Quando se dá um tempo, pode parecer que é para que nada aconteça, e, no entanto, durante esta pausa, muito pode estar acontecendo. Como a reunião de condições favoráveis. O crescimento espiritual, por exemplo, exige um período de espera muito grande.
Quatro tipos
Do ponto de vista psicológico, há aqueles que esperam com desconfiança (em geral são as pessoas tomadas por muito medo); há os que esperam duvidando do resultado (quando há confusão mental); há os que esperam com otimismo (são os que, no íntimo, sabem o que fazer, mas entendem que não há porque ter precipitação porque ainda não chegou a hora). E, no final, há um quarto tipo de espera: os que deixam tudo nas mãos de Deus (esses têm excessiva confiança, vão no estilo da música, “deixa a vida me levar” e o resultado costuma ser uma incógnita).
Perseverança
“Há momentos na vida de cada pessoa – e isso ocorre com frequência – que exigem paciência, resistência e perseverança”, diz Cecília Dalva, que recorre a um hexagrama do I Ching, o de número 52, para invocar a necessidade de quietude. Para quem não sabe, o I Ching, um livro de mais de 6 mil anos da cultura chinesa, é o mais antigo oráculo do mundo. É um estudo de sabedoria interior, uma espécie de sistema antropológico que dá, a quem o lê ou o prática, um conhecimento mais completo de si mesmo e, a capacidade de sentir ou adivinhar o que está para acontecer, a partir de figuras (chamadas hexagramas) inspiradoras do que há de mais profundo em cada um.
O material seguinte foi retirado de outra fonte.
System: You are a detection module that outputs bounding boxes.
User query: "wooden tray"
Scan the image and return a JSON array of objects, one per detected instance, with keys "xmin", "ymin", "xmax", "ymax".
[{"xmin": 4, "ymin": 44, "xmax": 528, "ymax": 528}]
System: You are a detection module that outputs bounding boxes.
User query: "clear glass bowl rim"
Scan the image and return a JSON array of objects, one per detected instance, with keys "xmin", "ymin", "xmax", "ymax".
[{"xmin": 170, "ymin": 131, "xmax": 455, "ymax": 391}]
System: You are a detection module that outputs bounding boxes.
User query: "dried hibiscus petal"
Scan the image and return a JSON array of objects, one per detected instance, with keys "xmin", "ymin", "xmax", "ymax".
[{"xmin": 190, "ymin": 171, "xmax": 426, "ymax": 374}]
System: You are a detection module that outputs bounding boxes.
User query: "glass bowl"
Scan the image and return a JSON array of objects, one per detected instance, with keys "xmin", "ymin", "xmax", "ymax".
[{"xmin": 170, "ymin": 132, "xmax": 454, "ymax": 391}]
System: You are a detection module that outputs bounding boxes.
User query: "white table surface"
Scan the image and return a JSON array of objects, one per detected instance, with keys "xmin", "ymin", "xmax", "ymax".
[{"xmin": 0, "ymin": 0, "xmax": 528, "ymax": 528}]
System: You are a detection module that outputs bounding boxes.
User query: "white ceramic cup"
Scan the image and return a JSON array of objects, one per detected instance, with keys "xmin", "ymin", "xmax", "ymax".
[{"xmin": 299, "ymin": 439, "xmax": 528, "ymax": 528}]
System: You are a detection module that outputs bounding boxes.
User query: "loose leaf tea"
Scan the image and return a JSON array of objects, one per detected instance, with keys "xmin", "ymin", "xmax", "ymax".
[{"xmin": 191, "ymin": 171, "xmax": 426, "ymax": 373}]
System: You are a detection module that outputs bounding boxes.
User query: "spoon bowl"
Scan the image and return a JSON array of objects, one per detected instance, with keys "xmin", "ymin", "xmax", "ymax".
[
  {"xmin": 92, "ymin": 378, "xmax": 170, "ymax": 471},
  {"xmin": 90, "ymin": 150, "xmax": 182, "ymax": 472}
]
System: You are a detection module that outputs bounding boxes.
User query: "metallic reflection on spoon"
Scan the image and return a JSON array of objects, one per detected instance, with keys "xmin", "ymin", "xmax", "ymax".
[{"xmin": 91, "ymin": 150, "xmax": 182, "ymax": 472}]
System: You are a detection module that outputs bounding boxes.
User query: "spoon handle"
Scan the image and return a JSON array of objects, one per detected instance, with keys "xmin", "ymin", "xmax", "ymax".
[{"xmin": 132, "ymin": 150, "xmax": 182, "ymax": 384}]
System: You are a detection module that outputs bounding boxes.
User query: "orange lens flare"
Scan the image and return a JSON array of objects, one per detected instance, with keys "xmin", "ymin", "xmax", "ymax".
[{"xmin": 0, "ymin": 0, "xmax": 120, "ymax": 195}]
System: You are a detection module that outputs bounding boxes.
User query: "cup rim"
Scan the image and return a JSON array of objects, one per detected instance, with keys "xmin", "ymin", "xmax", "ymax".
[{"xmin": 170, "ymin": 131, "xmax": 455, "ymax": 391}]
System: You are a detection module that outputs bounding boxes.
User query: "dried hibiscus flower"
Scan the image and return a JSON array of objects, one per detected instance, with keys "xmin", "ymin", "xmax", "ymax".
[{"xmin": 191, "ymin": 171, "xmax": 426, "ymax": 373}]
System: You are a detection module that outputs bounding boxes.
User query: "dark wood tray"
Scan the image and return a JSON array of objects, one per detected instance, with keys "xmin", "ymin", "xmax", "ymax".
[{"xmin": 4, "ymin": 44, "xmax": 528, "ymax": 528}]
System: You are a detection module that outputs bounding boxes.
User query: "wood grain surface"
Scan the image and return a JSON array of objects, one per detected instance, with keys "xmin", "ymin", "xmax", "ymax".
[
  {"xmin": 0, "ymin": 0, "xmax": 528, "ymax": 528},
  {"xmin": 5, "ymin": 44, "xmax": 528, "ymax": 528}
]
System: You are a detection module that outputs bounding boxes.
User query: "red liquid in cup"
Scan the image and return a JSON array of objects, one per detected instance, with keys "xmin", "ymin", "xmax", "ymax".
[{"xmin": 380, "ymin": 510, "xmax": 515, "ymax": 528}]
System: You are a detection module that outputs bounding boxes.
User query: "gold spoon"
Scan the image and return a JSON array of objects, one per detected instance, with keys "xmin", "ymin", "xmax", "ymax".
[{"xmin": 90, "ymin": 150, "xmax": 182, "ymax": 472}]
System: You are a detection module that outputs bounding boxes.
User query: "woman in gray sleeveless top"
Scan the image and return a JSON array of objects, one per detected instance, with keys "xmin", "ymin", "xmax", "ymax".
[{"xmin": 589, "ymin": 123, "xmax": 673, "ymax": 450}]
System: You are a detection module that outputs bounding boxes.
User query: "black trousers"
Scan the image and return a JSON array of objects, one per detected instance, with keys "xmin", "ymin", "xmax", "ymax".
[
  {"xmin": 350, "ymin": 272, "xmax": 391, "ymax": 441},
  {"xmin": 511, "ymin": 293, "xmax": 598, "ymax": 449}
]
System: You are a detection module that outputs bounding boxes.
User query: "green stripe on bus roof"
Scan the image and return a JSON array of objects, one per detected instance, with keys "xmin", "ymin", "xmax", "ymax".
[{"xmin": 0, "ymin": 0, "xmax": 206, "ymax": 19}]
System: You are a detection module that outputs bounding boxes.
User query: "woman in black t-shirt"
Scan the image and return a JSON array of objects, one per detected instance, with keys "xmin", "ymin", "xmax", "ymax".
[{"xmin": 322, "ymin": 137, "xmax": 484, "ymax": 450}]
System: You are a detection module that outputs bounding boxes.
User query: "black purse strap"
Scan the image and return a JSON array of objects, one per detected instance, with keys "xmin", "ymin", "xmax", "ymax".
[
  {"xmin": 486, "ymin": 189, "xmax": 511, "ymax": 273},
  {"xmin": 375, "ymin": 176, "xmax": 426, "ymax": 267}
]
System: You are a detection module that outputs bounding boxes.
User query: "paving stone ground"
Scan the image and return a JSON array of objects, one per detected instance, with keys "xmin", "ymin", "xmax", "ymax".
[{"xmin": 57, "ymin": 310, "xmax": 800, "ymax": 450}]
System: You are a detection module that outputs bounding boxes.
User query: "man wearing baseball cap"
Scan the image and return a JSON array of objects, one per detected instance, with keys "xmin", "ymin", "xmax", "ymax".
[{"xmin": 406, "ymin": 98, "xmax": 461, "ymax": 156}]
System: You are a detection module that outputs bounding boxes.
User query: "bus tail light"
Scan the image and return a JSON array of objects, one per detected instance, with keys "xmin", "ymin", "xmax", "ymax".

Para quem está em dúvida, na inércia e sem capacidade, ou mesmo quando tem capacidade, e não encontra a vontade interior para se mexer, o I Ching é um sistema de consulta bastante válido que foi estudado até por grandes mestres da psicologia como Carl Jung.
Sem punição
Através do I Ching sabe-se que é correto também, sem punição alguma, permanecer imóvel, até que a tranquilidade e a clareza se restabeleçam. “A quietude significa deter-se. Parar quando é chegado o momento de parar. Avançar quando é chegado o momento de avançar”, explica Cecília Dalva. E isso, sem nenhum sentimento de culpa, é importante frisar: “não adianta ficar se detendo no ‘e se? E se isso? E se aquilo?’. Você fica feito roda de caminhão, entalada na lama. Roda, roda, roda e não sai do lugar”. Ela explica que é preciso viver apenas o “aqui e agora, ter quietude e não ficar desesperado com as turbulências, os desafios do mundo externo. Com essa parada, a pessoa consegue a tranquilidade que precisa. Aquietar-se, serenar o coração, buscar a serenidade da mente, possibilitam tomar a melhor decisão depois”.